Cynthia Villarreal-Garza, MD, DSc; Bryan F. Vaca-Cartagena, MD; Andrea Becerril-Gaitan, MD; Ana S. Ferrigno, MD; Fernanda Mesa-Chavez, MD; Alejandra Platas, MSc; Ana Platas, BA.

JAMA Network

Villarreal-Garza et al. conducted a survey of women with breast cancer in Mexico to assess concerns with the COVID-19 vaccination. The participants were stratified into a vaccine acceptant group and vaccine hesitant group. The vaccine hesitant group included people who preferred to wait, would only get the vaccine if it was mandatory, or refused to get the vaccine. Out of 540 respondents, 357 (66%) were willing to get vaccinated, and 184 (34%) were hesitant to get vaccinated. Those in the vaccine acceptant group cited reasons such as preventing COVID, caring for their relatives, and a desire for “getting back to normal.” Vaccine hesitant people were concerned that vaccines carries a virus that would cause an infection, the vaccine would be contraindicated for patients with breast cancer, aren’t effective, has a computer chip for surveillance, and would cause infertility. Mistrust in the health care system, misconceptions of contraindication in patients with breast cancer, and not having a close acquaintance already vaccinated were the three largest factors associated with hesitancy. However, knowing someone who did not experience adverse effects, having more information about vaccine efficacy and safety, mandatory vaccination, and recommendations by oncologists were ways hesitant patients said they would motivate them to get vaccinated.

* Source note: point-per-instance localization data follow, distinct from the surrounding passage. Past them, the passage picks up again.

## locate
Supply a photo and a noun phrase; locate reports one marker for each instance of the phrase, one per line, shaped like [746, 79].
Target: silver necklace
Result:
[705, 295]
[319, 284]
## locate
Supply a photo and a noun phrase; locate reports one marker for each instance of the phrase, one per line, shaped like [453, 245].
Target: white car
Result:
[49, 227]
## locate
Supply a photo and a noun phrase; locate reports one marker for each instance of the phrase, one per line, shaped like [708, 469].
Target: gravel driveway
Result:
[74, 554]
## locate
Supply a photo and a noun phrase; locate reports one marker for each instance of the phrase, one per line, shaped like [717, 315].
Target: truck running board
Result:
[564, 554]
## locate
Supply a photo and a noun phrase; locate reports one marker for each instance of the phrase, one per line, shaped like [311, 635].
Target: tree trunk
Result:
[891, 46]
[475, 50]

The authors suggest increasing availability of information about the vaccines, confidence in the health care system, and increase participation of oncologist as strategies to increase vaccine acceptance.

Medical Association A. Letters Attitudes and Factors Associated With COVID-19 Vaccine Hesitancy Among Patients With Breast Cancer. 2021. DOI:10.1001/jamaoncol.2021.1962.